Bethlehem Prayer Service

By Susan Shinn Turner

Once again in December, St. John’s will host the live simulcast between Christmas Lutheran Church in Bethlehem and the National Cathedral in Washington, DC.

St. John’s welcomes all in the community to join in this annual worship service at 9:30 am Saturday, Dec. 15, in the Faith Center. Prayers, readings and hymns, in both Arabic and English, will alternate between Washington and Bethlehem, bringing those of different lands, languages and ethnic backgrounds together in celebration of the birth of Jesus. This will be St. John’s fifth year to host the event. A panel discussion will follow the service.

Holly Zemke is a member of the Palestine Ministry Team, having helped hang the Palestine photo exhibit in March. Holly, who joined St. John’s in June 2017, works part-time at Waterworks Visual Arts Center as its communication and development coordinator. This will be her first simulcast service.

“I’m really looking forward to this,” she says. “Everything seems to be contentious and divisive right now, but there are many people we can unite with in our beliefs. To know that we’re one place around the country hosting this service in which so many Christians will celebrate Jesus’ birth is very hopeful to me.”

In her research about the locales, Holly found some interesting connections. Christmas Lutheran Church in Bethlehem is the oldest Lutheran church in Palestine, started in 1854 by German missionaries. The church itself was built from 1886-1893. Bethlehem has the honor of being the city in which Christians remember and celebrate the birth of Jesus Christ.

Envisioned in 1791 as “a great church for national purposes,” and chartered in 1893, the foundation stone of the National Cathedral in Washington, DC was not laid until 1907. That stone came from a field near Bethlehem, and was set into a larger piece of American granite.

“Isn’t that cool?” Holly asks. “It’s a great metaphor for unity.”

Holly was also intrigued by the connection between Christmas Lutheran founders and St. John’s founders. She learned that German immigrants founded St. John’s Lutheran Church in Salisbury in 1747. Meeting for years in parishioners’ homes, their first worship structure was occupied in 1768, with two subsequent Salisbury buildings used before the current sanctuary was completed in January 1927.

“St.
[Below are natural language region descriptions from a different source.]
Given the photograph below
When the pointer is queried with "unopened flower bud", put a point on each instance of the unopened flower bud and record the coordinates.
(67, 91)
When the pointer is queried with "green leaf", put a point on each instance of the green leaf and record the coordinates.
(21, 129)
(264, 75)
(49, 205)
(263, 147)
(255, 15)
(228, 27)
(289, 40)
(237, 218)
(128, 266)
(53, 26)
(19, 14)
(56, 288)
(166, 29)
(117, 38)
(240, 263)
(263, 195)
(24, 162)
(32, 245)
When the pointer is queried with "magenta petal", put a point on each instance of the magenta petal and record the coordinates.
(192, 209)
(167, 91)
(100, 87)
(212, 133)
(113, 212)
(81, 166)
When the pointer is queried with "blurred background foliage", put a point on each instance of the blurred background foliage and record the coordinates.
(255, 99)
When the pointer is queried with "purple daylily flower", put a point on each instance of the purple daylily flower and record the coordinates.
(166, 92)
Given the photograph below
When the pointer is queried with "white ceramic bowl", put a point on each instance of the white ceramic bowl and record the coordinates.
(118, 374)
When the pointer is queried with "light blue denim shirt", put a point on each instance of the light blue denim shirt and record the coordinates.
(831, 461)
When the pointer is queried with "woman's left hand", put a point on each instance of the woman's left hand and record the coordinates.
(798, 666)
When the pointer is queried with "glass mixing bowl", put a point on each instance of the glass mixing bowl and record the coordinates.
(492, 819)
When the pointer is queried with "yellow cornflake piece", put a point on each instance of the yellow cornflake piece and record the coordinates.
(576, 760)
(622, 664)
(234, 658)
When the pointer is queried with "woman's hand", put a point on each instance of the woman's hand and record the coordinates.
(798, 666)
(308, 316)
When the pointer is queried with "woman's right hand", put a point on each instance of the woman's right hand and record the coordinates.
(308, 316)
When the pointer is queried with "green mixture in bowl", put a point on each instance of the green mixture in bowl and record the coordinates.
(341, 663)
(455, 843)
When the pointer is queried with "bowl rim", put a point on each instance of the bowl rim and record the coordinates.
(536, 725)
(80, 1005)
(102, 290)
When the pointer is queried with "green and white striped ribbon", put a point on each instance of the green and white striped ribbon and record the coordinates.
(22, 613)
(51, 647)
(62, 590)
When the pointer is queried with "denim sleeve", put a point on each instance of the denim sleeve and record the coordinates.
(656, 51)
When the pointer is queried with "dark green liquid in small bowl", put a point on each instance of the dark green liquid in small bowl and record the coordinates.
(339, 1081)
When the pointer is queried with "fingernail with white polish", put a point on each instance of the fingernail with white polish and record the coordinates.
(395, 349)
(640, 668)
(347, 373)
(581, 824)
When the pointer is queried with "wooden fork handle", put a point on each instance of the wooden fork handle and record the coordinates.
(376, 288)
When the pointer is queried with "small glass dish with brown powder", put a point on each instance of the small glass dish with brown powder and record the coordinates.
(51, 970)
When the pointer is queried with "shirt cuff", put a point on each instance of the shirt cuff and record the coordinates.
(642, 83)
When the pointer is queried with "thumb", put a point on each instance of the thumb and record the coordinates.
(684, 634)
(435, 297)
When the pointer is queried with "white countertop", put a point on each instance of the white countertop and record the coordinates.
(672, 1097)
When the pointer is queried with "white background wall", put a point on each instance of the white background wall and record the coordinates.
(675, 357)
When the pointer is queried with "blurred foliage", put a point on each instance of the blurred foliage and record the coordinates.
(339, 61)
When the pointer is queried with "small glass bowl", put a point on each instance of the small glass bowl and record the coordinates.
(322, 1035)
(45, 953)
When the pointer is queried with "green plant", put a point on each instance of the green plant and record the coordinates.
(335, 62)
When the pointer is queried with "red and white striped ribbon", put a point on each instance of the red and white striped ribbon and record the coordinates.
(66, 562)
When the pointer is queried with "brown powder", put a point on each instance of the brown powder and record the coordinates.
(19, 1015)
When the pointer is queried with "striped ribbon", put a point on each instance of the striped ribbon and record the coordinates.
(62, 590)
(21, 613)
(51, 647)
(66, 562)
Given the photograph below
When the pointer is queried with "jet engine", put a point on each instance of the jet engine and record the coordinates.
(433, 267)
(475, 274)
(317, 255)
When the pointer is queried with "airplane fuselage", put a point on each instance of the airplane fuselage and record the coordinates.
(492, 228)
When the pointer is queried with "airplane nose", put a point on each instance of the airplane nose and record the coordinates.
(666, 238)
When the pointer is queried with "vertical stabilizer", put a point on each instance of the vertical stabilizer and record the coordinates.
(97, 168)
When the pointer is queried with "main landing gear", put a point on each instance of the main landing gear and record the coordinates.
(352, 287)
John’s is older than both of these places,” Holly notes. “No matter where we are, we are all children of God, and through this service, we get to celebrate that in a very unique way.”

So gather your family and invite your friends to attend what promises to be a most meaningful joining of Christians around the world, just in time for Christmas.

After the service and discussion, please consider staying to pack diabetic bags for the Community Care Clinic at 11:30 am in the PIT. A thrivent Community Action Team grant is providing the medical supplies. Many hands make light work!